21. The method of claim 15, further comprising

classifying the measurement data into data having different priorities based on at least one of access times, creation dates, types of data, and other meta data associated with the collected measurement data, and

transferring data having a lower priority from the first storage device (112) to the second storage device (116).

22. The method of any one of claims 15 to 21, further comprising generating analysis code based on the query, and

executing the analysis code on the first computing device (14; 114) and the second computing device (18; 118).

23. A computer program comprising computer-executable instructions that, when executed on a computer system, cause the computer system to execute the steps of the method of any one of claims 15 to 22.

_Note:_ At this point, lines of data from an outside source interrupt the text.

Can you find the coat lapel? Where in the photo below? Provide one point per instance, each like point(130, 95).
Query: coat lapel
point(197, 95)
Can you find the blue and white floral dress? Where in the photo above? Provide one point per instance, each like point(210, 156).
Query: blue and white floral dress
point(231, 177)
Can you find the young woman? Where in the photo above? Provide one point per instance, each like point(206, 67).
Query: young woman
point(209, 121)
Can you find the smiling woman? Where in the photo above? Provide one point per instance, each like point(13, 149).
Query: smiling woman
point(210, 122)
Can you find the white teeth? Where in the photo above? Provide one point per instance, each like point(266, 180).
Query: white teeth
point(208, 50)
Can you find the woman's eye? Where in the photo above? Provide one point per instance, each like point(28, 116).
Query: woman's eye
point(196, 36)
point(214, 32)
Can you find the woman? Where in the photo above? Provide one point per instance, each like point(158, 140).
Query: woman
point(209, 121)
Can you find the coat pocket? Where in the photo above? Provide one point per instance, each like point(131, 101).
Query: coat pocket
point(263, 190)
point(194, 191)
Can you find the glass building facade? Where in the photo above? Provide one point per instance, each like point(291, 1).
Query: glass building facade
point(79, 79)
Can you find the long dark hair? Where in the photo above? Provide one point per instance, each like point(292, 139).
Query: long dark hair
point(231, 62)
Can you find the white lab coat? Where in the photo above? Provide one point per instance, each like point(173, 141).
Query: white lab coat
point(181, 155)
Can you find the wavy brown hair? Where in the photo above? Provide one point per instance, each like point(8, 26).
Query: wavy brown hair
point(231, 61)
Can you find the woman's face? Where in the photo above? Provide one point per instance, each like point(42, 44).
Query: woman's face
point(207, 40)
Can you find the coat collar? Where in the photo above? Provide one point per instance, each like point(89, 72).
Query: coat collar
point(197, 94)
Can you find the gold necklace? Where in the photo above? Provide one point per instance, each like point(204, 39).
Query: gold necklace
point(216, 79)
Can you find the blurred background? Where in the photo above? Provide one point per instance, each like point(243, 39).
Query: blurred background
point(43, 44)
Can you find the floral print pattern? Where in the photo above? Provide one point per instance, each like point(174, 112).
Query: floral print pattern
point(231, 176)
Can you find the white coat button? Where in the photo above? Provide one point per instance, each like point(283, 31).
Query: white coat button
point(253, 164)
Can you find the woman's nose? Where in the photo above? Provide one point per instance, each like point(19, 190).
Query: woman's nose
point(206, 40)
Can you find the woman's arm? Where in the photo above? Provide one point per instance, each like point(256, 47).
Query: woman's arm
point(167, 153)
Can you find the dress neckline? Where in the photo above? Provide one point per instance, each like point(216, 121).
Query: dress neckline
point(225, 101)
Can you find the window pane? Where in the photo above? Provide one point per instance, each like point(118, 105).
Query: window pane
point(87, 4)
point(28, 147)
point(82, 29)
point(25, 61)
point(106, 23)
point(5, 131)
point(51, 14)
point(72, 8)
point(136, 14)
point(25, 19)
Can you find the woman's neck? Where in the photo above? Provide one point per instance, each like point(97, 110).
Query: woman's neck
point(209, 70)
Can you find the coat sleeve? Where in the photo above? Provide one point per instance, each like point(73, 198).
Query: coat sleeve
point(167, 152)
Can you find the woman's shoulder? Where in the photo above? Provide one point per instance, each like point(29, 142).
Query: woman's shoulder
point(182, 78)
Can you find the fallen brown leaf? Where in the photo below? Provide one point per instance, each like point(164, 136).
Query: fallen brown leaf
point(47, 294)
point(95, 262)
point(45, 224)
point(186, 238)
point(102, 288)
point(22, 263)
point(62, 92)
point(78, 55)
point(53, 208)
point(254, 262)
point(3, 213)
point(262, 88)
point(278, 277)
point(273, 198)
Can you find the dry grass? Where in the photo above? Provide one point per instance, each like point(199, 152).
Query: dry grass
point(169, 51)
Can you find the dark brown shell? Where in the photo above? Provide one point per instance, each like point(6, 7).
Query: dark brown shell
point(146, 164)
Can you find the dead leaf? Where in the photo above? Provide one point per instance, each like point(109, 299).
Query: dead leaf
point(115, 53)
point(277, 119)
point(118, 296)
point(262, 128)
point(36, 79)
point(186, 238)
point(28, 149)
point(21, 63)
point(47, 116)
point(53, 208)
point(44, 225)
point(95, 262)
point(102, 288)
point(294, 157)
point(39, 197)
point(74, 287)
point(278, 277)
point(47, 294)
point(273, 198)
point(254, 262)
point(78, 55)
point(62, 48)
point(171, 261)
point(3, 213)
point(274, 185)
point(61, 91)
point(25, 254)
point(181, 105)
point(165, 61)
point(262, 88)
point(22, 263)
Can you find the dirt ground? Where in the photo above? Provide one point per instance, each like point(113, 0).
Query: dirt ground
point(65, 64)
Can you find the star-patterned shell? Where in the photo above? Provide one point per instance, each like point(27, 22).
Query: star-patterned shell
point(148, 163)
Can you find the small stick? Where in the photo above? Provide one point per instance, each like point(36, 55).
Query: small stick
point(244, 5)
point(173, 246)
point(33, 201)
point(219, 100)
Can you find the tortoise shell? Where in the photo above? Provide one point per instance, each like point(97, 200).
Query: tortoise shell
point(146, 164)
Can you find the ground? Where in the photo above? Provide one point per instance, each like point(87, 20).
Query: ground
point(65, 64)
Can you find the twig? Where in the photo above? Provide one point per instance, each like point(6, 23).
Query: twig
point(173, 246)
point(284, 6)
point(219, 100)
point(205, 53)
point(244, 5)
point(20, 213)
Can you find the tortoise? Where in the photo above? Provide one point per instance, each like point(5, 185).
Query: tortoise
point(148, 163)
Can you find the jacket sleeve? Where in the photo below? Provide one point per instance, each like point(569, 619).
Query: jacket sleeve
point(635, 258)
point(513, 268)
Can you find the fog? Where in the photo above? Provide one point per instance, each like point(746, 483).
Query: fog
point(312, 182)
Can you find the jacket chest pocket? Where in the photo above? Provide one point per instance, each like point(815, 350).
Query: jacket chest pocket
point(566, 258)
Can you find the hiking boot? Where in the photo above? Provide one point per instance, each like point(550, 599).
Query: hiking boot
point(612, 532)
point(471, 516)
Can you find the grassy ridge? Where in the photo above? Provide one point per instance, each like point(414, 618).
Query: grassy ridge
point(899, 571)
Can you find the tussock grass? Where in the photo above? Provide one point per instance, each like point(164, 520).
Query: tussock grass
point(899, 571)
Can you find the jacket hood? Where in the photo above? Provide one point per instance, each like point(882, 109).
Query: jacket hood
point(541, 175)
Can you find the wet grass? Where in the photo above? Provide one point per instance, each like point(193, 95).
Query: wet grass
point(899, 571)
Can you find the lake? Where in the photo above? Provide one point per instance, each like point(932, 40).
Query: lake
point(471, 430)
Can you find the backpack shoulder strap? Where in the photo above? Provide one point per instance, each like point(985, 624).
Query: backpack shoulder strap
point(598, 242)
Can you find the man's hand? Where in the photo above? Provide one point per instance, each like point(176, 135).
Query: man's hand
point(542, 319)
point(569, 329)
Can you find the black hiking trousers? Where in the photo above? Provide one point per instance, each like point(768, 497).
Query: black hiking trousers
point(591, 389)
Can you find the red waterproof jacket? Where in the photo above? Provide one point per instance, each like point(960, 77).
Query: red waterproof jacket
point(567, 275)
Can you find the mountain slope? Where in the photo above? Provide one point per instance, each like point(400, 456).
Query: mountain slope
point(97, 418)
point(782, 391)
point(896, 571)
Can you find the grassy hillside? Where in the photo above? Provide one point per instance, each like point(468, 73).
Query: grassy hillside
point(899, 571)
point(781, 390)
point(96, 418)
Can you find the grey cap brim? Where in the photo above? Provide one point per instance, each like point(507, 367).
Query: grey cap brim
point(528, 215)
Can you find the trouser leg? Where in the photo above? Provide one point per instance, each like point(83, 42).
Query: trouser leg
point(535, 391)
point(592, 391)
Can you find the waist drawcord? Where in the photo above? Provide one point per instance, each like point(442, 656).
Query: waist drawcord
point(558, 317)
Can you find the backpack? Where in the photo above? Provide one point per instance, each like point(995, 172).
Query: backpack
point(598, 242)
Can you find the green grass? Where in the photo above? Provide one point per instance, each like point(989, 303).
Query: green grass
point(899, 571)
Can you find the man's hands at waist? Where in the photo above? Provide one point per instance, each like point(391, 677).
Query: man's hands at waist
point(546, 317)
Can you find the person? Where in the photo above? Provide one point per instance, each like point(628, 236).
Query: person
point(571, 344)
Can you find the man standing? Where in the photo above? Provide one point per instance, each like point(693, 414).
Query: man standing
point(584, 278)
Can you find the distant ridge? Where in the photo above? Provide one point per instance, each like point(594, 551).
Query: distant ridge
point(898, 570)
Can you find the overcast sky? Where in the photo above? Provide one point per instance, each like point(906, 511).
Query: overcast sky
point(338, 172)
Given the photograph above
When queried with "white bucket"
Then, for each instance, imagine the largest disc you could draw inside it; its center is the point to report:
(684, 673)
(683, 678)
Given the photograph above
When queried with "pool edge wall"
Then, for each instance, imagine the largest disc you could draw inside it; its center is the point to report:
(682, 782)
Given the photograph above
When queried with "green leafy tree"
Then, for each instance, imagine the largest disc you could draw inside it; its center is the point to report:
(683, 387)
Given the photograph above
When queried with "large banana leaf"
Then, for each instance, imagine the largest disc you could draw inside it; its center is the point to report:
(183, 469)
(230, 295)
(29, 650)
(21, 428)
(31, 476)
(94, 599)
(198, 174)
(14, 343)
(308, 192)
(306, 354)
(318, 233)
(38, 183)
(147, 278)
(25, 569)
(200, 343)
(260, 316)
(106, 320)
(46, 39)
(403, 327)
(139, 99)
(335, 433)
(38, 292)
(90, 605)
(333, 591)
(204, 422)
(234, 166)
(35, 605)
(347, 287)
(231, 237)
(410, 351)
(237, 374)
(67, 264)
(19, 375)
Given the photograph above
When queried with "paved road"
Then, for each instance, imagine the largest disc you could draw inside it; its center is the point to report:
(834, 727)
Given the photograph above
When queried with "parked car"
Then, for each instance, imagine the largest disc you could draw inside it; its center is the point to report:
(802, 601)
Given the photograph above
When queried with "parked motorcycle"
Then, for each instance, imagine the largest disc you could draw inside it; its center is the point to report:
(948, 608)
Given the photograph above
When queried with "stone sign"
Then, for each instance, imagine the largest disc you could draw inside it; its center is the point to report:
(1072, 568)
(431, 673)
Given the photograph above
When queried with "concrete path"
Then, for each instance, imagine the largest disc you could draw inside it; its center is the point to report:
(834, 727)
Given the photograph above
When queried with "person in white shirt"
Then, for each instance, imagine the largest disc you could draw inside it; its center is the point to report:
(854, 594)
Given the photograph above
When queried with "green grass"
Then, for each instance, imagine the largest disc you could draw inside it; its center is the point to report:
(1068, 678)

24. A computer program comprising computer-executable instructions that, when executed on a computer system, cause the computer system to perform the following steps:

acquiring a location of measurement data stored on a plurality of storage devices (12, 16) provided at geographically different locations;

receiving a query for an analysis to be performed on the measurement data;

evaluating the query to determine on which of the plurality of storage devices (12, 16) data relevant to the query is stored;

generating analysis code based on the query;

forwarding the generated analysis code to computing devices (14, 18) associated with the relevant storage devices (12, 16), respectively;

receiving a partial analysis result from each computing device (14, 18); combining the partial analysis results; and

reporting the combined analysis result.

25. The computer program of claim 24, further comprising instructions for initiating a transfer of measurement data from one storage device to another when at least one predetermined criterion is met, the at least one criterion including at least one of:

a remaining capacity of the first storage device (12);

an age of the measurement data;

lapse of a predetermined time interval; and

a specific type of measurement data stored on the first storage device (12).